Shelf of Gradient Private vs Private Good

UNESCO noticed that most authors frame education as a private good. This means, next to placing the financial responsibility on the individual, that the individual learner is perceived as the main beneficiary of education. Education is understood to result in expanded opportunities for the individual, for example in the form of better job opportunities and higher income, as well as improved health and longer life expectancy.

In this vision, the choices for education offerings are similar to choices offered to consumers in a market. Many publications highlighted that in the future individuals will build their own educational pathways by choosing learning modules based on their personal needs and interests. However, this view mostly pertains to higher levels of education.

When it comes to primary and secondary schooling, authors rather emphasize the concept of learning as a common good. There is an assumption that the state should bear the costs of these years of schooling. Authors tend to state that a lack of basic education is not only harmful to an uneducated individual, but also to society and represents a threat to social cohesion.

Nevertheless, UNESCO observed that the theme of digitalization reinforces the idea of a private good throughout all levels of education. Many publications predict that digital solutions will be provided by private entities on a fee-based model and that this model will become dominant in teaching and learning. Learning platforms will put forward course offerings customized to meet individual needs.


Excerpts from the literature


“Globalisation requires states to reduce public spending, minimise welfare provision, and privatise as much as possible the welfare state, particularly education provision.”

  • This quote is extracted from a journal article, titled “Globalisation and the Future of Education in Africa”, written by Geo-Jaja Zajda and published in 2014. It presents the opportunities and challenges that globalisation offers to Africa and examines how public expenditure has been impacted by one aspect of globalisation, the tidal force of finance-driven reform.
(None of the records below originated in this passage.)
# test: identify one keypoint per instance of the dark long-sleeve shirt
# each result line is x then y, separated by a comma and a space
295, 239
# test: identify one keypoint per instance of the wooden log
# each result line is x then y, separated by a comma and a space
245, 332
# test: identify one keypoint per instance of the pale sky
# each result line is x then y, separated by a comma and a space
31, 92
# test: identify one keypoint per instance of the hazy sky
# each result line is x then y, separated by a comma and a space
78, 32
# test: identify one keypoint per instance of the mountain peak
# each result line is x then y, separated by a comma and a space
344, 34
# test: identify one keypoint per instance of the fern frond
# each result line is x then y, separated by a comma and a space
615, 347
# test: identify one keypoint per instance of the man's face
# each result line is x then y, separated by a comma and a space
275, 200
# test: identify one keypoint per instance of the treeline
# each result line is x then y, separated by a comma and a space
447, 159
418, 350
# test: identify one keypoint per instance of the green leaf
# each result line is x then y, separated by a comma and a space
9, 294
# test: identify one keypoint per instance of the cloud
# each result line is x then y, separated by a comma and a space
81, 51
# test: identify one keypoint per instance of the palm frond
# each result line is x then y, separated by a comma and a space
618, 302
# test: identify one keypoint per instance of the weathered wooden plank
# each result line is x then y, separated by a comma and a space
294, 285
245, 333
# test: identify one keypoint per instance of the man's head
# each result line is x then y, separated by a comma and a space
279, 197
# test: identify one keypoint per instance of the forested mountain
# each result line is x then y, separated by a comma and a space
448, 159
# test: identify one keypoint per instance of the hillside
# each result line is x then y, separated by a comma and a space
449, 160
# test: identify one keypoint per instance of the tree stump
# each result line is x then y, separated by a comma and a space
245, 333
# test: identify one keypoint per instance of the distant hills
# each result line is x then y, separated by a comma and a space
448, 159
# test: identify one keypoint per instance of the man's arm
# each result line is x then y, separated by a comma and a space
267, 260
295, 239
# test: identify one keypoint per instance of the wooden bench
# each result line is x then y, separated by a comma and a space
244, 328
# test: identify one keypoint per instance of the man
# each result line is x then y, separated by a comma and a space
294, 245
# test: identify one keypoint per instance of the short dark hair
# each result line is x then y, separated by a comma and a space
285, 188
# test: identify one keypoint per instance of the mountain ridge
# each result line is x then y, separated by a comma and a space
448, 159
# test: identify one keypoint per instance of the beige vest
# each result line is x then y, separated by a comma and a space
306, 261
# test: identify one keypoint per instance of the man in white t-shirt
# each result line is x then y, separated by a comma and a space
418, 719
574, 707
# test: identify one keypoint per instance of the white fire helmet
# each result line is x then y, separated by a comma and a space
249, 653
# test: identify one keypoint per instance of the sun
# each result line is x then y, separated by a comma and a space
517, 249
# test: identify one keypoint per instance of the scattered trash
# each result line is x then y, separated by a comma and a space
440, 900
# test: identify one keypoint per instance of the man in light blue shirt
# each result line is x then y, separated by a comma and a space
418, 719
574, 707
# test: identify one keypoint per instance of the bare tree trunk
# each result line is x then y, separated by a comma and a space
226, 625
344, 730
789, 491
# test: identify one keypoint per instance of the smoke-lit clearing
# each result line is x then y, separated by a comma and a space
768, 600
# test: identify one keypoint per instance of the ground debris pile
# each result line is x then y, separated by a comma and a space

“The coming decades will be defined by further government withdrawal in the primary sector.”

  • This quote is extracted from essay, titled “The Government and the Higher Education System of the Future”, which is part of a book, “Higher Education 2040: A Global Approach” written by Van der Zwaan and published in 2017. In his essay, Zwaan emphasises the importance of the role that the state plays in education but claims that less government interference leads to less homogenous educational institutions.


“In addition to (partly) publicly financed universities, the share of for-profit higher education will develop at a rapid pace.”

  • Extracted from the same essay above, the author believes that funding will form the key axis along which the differentiation of universities will further develop.


“In other parts of the world, private education has emerged as an alternative to underperforming public education systems, creating new financial barriers to quality learning.”


“Public-private collaboration can have a tremendous impact on shifting toward personalization in Education 4.0. Closer cooperation between education ministries and education technology companies, for example, can help ensure that innovation in this sector is channeled toward instruments that support the kind of personalization needed in classrooms.”

  • Extracted from the same report above, the author believes that closer cooperation between education ministries and education technology companies, for example, can help ensure that innovation in this sector is channelled toward instruments that support the kind of personalization needed in classrooms.